EU member states have voted in favor of extending the license for controversial weedkiller glyphosate. Eighteen of the EU’s 28 member states approved the extension.
An appeal committee of the EU’s executive arm has granted an extension of the license for the weed killer after a motion earlier this month failed to produce the necessary votes.
Of the 28 member states, 18 voted in favor of the extension, nine voted against and one abstained. At least 16 votes were required to renew glyphosate’s license. The weedkiller is best known for its use in Monsanto-brand weedkiller Roundup.
The European Commission, which tabled the extension, said in a statement: “The proposal voted today enjoys the broadest possible support by the Member States while ensuring a high level of protection of human health and the environment in line with EU legislation. The Commission will not adopt the decision before the current authorization expires on 15 December…”
According to EU circles, Germany was among the countries that voted in favor of the extension, after having abstained in the previous round of voting.

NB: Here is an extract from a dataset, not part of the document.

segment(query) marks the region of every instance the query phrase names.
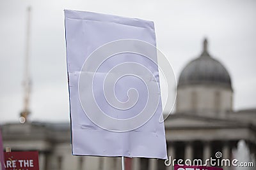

Berlin reportedly changed its mind after receiving assurances from the Commission on animal welfare and private use of the weedkiller.
The controversial weed killer has been under the spotlight in the EU since June 2016, when its previous 15-year license expired and an 18-month extension was granted. The current license expires on December 15.
Originally, the Commission had intended to allow glyphosate to be used for another 10 years before reducing it to five years, which, however, again failed to secure the necessary votes.
According to the commission, 14 countries voted in favor on November 9, nine against and five abstained.
Protests in Brussels
Protesters were once again camped outside the European Commission building on Monday, holding banners saying “democracy vs. glyphosate” and wearing masks showing skulls or Commission President Jean-Claude Juncker’s face.
Glyphosate – often known by its Monsanto brand name Roundup – is the world’s most widely used herbicide. In Germany alone, farmers treat about 40 percent of arable land with it.
Critics say it’s carcinogenic and negatively affects biodiversity, but many farmers say there is no viable, cost-effective alternative and that banning it will push food prices up.
Since Monsanto’s patent on glyphosate, which it had held since 1974, expired in 2000, it has become cheaper and its use has become more widespread.